しかし、その数少ない例外がイランのジャファル・パナヒ監督です。監督は、カンヌ・ベネチア・ベルリンと世界の三大映画祭での受賞作を持つほどの実力者でありながら、政権に批判的であるとしてイラン国内での上映が阻まれ、2010年には以降20年間の映画制作を禁止されてしまいました。でも、それにもかかわらず秘かに映画を撮り続け、素材を国外に持ち出して発信を続けています。今、この人の映画を観るにはその背景を知らないでは理解できません。

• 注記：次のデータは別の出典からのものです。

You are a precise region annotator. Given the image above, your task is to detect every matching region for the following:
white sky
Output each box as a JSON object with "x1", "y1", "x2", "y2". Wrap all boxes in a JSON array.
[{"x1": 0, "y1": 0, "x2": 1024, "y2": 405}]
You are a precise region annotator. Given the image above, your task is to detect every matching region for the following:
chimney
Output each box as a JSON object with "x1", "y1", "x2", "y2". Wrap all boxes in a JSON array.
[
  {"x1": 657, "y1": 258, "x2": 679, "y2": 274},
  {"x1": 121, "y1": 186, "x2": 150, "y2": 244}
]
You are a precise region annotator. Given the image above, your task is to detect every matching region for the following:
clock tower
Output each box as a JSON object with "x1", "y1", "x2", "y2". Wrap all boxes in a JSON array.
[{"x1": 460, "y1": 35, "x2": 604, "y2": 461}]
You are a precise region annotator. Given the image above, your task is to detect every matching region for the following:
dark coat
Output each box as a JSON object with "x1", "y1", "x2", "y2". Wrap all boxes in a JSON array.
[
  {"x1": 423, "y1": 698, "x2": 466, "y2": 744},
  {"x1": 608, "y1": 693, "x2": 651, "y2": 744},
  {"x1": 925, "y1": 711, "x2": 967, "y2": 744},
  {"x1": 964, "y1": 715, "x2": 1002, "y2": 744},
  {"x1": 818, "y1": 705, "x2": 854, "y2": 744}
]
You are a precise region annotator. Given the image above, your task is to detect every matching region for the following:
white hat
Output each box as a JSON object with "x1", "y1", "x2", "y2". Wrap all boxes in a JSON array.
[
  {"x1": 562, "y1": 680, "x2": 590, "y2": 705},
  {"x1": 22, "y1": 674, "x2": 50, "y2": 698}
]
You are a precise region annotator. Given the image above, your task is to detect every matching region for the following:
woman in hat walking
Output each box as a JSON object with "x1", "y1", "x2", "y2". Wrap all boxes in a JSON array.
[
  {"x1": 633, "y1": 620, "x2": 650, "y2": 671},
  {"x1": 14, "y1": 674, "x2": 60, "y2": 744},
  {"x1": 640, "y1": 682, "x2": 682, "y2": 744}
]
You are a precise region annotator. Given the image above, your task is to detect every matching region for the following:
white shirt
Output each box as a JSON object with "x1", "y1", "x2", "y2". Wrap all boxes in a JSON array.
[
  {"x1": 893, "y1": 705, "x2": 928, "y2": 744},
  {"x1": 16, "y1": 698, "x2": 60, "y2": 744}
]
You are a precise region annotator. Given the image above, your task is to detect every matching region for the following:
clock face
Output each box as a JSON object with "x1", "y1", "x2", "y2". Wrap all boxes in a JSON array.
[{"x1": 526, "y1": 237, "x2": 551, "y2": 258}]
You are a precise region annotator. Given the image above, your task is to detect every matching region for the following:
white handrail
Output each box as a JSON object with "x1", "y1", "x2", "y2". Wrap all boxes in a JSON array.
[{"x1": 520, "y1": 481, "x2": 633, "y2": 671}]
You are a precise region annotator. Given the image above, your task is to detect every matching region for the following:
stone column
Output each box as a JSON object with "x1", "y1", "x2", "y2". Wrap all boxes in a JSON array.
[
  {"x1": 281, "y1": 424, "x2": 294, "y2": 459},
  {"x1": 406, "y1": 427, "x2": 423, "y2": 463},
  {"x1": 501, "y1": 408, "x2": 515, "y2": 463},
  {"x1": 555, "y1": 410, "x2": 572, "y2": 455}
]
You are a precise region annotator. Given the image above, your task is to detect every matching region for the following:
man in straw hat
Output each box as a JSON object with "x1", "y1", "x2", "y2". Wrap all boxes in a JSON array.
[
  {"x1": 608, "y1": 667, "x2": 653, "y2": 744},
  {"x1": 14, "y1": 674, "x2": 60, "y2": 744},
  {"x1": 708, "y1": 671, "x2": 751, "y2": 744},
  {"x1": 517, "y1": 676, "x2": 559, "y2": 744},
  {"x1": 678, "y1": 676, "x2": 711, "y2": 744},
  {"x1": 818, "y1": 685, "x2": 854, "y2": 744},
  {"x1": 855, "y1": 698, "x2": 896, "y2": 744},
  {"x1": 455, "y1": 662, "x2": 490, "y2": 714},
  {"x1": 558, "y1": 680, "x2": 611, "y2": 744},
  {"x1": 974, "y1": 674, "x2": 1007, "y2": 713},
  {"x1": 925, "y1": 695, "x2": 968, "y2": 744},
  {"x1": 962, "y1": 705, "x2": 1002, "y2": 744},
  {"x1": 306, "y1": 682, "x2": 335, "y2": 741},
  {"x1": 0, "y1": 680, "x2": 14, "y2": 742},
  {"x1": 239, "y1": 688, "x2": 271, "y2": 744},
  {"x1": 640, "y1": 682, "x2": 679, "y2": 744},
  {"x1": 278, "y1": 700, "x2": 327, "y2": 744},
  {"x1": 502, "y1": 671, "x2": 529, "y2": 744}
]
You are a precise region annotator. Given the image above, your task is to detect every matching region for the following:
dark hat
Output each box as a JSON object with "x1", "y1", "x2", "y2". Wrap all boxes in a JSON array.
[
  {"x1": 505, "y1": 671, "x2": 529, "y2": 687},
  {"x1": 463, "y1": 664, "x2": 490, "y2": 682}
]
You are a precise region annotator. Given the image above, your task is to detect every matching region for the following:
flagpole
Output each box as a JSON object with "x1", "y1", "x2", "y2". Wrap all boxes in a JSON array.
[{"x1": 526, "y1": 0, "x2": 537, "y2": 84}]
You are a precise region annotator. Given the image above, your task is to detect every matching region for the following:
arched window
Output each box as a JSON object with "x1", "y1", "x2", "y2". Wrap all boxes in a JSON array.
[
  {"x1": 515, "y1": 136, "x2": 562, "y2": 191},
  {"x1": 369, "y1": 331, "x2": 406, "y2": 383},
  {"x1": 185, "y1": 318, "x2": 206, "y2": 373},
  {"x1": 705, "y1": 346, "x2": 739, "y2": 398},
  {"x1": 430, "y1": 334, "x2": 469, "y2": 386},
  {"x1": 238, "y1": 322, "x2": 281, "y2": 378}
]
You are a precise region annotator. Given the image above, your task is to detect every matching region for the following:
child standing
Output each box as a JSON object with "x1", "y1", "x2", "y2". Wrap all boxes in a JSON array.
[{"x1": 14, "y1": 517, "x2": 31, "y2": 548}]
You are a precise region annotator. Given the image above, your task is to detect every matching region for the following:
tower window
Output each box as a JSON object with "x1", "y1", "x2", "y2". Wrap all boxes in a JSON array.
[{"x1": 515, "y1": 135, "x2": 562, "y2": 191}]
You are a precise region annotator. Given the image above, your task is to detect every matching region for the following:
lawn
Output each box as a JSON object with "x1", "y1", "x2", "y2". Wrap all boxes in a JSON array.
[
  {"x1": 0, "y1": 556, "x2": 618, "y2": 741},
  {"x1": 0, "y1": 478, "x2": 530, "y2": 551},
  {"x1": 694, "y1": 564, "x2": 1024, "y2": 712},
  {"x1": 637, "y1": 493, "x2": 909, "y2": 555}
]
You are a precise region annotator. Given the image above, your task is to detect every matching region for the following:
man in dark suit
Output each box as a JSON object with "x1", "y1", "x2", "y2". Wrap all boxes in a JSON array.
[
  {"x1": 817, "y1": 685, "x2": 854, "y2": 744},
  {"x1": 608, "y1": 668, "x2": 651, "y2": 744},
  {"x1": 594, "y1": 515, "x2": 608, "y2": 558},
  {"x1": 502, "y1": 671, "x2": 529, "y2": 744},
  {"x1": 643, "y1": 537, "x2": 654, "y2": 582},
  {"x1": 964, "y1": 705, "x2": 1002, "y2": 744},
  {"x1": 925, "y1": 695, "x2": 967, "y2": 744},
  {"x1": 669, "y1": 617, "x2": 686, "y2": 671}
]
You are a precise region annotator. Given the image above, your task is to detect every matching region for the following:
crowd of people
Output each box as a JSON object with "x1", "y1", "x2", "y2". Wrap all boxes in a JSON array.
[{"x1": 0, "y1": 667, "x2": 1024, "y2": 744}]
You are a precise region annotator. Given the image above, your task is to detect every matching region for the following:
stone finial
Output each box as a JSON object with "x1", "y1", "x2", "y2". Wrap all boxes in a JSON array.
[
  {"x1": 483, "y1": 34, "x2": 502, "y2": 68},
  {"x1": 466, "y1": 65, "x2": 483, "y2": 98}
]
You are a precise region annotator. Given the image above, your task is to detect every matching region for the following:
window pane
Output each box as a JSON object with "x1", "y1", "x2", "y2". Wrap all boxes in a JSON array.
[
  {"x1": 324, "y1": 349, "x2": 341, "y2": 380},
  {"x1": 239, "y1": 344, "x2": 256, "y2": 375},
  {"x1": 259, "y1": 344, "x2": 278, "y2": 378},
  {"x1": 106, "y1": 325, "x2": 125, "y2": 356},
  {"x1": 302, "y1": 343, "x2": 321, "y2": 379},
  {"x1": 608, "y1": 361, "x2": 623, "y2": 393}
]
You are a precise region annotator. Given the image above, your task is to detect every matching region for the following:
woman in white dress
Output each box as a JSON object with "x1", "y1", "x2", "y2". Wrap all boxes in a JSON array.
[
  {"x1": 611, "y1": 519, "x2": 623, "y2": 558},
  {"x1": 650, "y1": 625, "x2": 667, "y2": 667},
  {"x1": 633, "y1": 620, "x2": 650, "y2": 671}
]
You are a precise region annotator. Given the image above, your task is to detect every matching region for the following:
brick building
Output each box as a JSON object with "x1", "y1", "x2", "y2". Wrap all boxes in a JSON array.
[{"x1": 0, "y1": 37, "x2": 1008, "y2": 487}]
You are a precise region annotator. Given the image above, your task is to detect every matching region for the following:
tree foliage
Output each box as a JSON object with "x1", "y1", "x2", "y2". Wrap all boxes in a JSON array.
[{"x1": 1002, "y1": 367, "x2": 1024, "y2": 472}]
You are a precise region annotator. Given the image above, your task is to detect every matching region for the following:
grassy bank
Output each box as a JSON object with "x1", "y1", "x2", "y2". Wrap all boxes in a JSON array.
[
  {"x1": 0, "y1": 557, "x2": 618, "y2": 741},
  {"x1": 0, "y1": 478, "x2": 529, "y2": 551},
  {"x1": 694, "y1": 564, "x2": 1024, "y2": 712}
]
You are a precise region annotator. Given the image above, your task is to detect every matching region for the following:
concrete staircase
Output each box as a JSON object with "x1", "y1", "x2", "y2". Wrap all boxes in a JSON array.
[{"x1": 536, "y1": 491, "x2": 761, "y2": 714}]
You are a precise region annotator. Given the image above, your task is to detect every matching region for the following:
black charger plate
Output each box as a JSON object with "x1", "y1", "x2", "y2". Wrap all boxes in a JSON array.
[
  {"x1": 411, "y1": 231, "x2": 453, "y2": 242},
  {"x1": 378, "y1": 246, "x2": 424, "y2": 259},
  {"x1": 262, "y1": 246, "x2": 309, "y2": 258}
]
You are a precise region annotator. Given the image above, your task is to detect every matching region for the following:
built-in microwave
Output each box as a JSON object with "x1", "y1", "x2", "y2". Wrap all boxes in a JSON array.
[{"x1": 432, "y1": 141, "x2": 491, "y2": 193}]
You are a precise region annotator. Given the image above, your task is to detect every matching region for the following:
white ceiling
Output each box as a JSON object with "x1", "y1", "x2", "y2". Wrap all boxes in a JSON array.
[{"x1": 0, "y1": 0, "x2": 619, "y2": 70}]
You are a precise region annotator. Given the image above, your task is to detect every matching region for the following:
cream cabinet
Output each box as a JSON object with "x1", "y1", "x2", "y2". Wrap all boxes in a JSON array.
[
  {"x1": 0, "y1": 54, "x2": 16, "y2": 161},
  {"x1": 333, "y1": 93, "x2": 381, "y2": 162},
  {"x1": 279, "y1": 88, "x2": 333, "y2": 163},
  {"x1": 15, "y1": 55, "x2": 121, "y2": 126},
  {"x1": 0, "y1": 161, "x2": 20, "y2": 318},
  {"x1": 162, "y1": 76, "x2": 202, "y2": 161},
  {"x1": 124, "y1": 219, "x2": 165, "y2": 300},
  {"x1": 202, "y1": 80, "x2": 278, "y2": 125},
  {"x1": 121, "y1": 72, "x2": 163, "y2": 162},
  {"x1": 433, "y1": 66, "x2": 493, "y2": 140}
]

本作で監督は実名の映画監督役で出演しています。イランから出られない監督は、トルコとの国境近くの村からトルコのロケ現場にリモートで指示を出しながら撮影を続けています。「この映画もこうして撮ったのかな」と思わされるほどのリアリティです。現代ならではの映画制作スタイルですね。
やがて監督の居る村では古い因習が、そしてロケ現場では現代の社会の歪みが彼らを飲み込み混乱をもたらします。「映画を撮りたい」という監督の前に立ちはだかる矛盾はイランの政治体制だけによる訳ではなく、一人一人の中に根付く伝統・文化から繋がっていると見据えているのではないでしょうか。では、その中で生きる人は未来に向けてどうすればよいのでしょうか。
ラストシーンから続くと思われる監督の行動がそれを語っています。その後を想像させながらもザクッと切り裂く様なエンディングに胸が熱くなりました。